We didn’t finally breathe easy until three that afternoon, twenty-four hours after beginning the climb. The descent was slow and scary, at least four of our rappels having gotten badly hung-up on flakes in the wild wind. As we crawled into our tents, Ben, Mark, Helen, and Jeff started up the northwest ridge. They easily got up the fifth-class section of the route and stopped at the long summit ridge, perhaps 200 vertical feet and many more horizontal ones from the top due to worsening weather and loose dangerous blocks on the ridge.

I felt good enough about Xanadu that my ambition was dampened to a nice, healthy level for a while. Because of this, I was really able to enjoy Arthur Emmons, which Bill and I climbed on July 4 by its west ridge. For the most part, the climbing, all on perfect rock, was not difficult, but we felt none of the let-down that Mark and I had on Melting Tower. We gained the ridge by ascending the northwest glacier, giving us the only real ice climbing on the expedition and providing respite from the detested talus we’d had to stumble up on previous approaches.

Jeff, in a competitive spirit, seemed only to get more fired-up as the trip went on. After Xanadu, he and Helen, besides climbing Melting Tower, made a second ascent of Badile and the first ascent of Lemming, a lower peak with twin, sharp summit spires, lying to the south of Melting Tower. They did Lemming in a long day from Base Camp, running into intricate route-finding on often rotten rock, F6 climbing, and some aid on an overhang.

The seven of us found that we had come to the Arrigetch for different reasons. Holly, and to a lesser extent, Ben, did little climbing, seeming to enjoy more exploring and knocking around the cirques, which Ben often did alone. Mark, too, seemed to get less interested in climbing as the trip went on, possibly never shaking that let-down after Melting Tower. There were some clashes among those of us with ambition, and even among those of us who would say they had none, but seventy dollars worth of pizza and beer in Fairbanks set things right again, or at least glossed them over nicely. We left Alaska amicably compared to other expeditions I’ve heard about, if still unable to agree between us, or even with ourselves, just what was important in our visit to that strange and beautiful place.

Summary of Statistics:

Area: Arrigetch Peaks, central Brooks Range, Alaska.

Ascents: Xanadu, first ascent via west face and south arête, June 27 and 28, 1974 (Krakauer, Bullard).

Locomotive, first ascent via west face, June 21 (Reed, White, Bullard).

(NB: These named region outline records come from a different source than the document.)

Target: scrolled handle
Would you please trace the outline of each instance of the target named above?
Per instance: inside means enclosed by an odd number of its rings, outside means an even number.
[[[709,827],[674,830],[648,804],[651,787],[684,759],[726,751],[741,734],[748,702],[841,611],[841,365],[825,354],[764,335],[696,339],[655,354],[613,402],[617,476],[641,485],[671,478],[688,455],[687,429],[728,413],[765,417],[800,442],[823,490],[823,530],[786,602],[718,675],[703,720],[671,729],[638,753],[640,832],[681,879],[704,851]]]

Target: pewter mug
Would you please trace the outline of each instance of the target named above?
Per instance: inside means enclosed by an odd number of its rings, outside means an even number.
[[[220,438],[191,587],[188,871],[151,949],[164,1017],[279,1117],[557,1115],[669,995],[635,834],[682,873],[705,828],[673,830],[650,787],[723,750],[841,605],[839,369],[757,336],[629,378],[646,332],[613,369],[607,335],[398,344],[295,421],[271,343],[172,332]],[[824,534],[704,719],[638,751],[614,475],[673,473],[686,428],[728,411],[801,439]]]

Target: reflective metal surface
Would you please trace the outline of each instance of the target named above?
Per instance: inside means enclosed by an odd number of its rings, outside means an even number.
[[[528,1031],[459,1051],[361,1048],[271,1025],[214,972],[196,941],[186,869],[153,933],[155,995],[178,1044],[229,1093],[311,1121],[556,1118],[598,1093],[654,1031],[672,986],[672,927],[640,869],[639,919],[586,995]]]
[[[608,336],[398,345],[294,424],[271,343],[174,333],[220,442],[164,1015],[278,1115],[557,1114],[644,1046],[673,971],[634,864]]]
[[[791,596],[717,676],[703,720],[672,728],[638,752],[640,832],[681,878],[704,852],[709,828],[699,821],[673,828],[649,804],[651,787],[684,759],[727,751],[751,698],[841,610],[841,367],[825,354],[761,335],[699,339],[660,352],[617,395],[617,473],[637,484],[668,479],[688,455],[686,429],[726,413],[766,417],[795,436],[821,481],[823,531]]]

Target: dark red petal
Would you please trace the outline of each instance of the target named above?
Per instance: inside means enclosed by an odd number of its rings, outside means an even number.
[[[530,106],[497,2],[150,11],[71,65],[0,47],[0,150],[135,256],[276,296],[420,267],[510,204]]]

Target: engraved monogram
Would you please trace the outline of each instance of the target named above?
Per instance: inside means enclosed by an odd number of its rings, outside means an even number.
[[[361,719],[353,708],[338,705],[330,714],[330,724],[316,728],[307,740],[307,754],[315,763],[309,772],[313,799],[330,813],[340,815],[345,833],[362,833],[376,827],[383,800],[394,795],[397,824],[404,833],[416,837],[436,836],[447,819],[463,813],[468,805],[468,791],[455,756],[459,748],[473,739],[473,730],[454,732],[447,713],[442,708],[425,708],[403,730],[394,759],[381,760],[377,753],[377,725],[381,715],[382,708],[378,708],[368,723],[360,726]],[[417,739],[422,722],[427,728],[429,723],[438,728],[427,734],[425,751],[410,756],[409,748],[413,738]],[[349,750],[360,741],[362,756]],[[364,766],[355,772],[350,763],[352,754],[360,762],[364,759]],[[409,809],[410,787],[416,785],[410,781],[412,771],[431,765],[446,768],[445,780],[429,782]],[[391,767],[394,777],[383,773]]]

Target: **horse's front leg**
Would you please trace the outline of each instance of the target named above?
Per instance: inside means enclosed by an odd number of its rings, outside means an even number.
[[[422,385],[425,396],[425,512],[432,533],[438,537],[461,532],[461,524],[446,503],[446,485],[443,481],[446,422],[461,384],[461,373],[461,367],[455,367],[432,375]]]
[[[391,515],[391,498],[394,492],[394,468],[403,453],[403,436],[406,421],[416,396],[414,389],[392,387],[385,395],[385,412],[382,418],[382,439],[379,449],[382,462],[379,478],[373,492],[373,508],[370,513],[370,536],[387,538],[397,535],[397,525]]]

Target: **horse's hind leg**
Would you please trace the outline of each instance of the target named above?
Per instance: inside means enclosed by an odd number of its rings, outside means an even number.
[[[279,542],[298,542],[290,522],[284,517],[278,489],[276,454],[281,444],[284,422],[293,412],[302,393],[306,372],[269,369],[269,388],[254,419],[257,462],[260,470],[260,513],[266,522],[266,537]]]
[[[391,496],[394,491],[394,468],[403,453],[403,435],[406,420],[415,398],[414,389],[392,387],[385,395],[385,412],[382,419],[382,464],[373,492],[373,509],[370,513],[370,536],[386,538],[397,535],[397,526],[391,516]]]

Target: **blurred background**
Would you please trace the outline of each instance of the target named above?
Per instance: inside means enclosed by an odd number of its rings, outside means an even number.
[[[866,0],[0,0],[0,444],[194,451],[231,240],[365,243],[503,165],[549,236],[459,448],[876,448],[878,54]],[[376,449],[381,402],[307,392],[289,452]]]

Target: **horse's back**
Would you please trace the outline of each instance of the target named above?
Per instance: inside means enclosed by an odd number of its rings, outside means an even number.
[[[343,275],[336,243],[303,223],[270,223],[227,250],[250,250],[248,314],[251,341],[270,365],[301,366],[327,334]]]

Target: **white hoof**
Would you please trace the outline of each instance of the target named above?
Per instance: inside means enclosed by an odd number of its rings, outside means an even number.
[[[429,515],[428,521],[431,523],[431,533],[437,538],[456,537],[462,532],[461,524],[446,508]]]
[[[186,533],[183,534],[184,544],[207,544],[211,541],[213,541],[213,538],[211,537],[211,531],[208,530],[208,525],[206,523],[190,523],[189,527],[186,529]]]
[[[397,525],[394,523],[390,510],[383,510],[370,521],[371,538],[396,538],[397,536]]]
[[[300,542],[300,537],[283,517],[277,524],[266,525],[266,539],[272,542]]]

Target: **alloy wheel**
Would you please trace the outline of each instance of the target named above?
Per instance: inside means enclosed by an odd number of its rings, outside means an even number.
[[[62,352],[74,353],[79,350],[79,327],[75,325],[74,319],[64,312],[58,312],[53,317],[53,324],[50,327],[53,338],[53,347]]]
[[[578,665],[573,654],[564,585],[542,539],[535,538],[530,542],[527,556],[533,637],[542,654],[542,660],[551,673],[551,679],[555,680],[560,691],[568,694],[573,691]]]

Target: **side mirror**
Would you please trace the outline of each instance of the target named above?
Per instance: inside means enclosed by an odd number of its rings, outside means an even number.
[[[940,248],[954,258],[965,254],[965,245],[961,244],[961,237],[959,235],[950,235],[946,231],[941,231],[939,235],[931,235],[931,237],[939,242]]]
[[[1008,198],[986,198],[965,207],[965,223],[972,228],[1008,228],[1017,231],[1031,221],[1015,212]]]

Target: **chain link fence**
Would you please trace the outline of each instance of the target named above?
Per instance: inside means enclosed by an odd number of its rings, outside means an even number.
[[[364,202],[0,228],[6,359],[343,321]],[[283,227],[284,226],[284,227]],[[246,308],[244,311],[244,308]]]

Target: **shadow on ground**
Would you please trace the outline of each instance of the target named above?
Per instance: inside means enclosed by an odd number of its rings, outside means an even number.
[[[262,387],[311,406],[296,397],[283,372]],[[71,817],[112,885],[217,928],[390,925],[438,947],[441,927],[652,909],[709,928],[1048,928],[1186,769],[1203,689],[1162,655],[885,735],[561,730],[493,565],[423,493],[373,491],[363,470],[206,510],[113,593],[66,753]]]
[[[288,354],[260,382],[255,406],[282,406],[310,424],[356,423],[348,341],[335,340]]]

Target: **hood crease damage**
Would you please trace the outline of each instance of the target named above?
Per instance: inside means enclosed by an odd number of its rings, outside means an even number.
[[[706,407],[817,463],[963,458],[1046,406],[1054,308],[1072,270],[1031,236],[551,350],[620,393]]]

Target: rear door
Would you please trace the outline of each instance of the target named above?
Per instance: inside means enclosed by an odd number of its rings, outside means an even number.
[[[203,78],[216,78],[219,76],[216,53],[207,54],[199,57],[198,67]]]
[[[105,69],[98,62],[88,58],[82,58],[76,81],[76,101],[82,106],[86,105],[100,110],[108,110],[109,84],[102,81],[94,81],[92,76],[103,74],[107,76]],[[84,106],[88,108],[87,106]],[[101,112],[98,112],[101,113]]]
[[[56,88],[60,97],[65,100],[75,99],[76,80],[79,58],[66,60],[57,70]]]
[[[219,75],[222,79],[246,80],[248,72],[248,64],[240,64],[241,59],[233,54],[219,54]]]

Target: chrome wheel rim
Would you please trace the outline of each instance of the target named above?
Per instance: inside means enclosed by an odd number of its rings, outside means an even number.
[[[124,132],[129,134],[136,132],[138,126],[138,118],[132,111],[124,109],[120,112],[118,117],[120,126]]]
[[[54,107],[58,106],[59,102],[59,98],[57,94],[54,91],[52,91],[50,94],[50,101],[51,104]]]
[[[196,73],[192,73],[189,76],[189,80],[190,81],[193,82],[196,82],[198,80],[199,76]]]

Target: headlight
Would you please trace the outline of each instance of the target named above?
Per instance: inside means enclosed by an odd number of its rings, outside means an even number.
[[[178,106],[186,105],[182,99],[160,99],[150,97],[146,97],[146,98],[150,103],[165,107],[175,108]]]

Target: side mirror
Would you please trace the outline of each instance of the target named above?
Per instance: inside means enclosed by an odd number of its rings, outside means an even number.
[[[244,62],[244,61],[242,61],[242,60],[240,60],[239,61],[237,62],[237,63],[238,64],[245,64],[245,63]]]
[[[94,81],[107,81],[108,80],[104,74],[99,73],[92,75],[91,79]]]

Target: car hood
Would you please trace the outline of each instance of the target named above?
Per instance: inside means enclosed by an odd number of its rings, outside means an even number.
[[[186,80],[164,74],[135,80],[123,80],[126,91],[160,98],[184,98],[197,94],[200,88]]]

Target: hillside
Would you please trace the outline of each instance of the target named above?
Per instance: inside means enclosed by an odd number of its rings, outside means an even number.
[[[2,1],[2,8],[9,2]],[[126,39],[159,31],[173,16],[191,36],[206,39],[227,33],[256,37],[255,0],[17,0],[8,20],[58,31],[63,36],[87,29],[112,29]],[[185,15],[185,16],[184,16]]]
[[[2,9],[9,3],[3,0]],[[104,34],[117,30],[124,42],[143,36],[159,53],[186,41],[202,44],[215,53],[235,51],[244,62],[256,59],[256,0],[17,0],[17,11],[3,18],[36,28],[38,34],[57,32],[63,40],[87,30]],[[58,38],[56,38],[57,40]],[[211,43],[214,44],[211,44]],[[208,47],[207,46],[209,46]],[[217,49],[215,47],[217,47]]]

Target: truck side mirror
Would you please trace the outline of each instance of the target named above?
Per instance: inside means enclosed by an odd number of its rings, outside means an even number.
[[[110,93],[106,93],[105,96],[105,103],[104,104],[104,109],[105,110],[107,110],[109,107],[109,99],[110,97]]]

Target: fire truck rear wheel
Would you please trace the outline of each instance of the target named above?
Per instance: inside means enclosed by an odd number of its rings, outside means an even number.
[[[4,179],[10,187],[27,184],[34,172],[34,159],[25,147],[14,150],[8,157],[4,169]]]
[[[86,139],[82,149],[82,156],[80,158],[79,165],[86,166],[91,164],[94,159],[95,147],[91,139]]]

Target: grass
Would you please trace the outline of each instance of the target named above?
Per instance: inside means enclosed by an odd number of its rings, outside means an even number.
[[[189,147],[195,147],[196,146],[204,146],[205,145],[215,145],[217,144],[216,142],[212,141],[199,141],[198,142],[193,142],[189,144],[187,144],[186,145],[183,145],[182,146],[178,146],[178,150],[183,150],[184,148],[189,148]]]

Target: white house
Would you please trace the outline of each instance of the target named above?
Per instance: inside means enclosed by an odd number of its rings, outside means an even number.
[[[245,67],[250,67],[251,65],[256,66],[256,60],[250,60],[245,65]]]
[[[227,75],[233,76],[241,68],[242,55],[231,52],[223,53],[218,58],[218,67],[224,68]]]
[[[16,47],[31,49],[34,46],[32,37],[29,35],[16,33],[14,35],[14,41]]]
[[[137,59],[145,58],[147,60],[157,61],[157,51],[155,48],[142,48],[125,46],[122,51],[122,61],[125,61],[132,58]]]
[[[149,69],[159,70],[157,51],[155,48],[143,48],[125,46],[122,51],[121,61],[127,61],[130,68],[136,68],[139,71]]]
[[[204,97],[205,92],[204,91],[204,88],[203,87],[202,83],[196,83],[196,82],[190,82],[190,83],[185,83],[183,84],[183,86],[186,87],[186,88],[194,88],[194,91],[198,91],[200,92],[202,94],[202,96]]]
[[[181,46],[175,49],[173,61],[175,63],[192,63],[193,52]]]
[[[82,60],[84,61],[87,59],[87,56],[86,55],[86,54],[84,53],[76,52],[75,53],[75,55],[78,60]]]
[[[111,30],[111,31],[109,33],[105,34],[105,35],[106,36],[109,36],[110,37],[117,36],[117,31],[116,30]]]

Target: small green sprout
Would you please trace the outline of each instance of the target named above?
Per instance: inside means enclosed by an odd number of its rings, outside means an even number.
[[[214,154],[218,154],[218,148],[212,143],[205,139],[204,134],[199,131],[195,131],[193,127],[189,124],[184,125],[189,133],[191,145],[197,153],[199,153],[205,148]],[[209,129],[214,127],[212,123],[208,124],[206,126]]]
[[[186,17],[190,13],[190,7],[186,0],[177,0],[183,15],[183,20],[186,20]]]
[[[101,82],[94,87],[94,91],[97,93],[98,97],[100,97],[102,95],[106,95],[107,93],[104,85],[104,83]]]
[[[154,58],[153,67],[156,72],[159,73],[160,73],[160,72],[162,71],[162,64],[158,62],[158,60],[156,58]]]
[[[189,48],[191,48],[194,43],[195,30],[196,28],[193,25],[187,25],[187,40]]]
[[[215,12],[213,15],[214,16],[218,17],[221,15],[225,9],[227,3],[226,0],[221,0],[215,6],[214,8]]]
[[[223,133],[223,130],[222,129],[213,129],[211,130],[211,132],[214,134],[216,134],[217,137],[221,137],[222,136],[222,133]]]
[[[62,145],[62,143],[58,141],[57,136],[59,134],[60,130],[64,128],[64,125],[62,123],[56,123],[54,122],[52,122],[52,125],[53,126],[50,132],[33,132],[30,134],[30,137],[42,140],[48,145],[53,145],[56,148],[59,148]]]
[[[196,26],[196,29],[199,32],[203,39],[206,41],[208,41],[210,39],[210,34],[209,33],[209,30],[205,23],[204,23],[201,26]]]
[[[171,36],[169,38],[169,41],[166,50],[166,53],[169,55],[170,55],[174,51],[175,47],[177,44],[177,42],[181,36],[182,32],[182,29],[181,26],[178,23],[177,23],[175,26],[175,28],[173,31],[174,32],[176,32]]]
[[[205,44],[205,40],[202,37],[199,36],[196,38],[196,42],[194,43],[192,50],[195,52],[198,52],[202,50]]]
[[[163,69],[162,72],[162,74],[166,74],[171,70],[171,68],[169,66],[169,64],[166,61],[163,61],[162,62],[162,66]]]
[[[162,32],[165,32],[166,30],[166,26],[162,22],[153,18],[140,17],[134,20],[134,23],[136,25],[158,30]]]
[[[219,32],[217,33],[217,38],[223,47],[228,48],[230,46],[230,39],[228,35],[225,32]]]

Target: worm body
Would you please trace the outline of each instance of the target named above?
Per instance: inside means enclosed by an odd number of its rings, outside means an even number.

Arthur Emmons, first ascent via west ridge, July 4 (Krakauer, Bullard) .

Lemming, first ascent, June 30-July 1 (White, Apthorp).

Badile, second ascent, July 7 (White, Apthorp).

Melting Tower, first ascent via southwest face, June 20 (Rademacher, Krakauer) ; second ascent via new route on southwest face, July 4 (White, Apthorp).

Personnel: Helen Apthorp, Jeff White, Mark Rademacher, Ben Reed, Holly Crary, Bill Bullard, Jon Krakauer.

* The only official names in the Arrigetch area are the Arrigetch Peaks, Arrigetch Creek, Awlinyak Creek and Kobuk River. The creek we hiked up was originally named “46-62” by the early explorer Tom Hamilton and renamed “Aiyagomahala” by Nancy Lord of the 1971 expedition. The names “Independence Pass,” “Wichmann Tower,” “Arthur Emmons,” Badile,” “Melting Tower” are from the 1964 expedition. “Xanadu” and “Locomotive” are from the 1971 expedition. “Lemming” is our name.—J.K.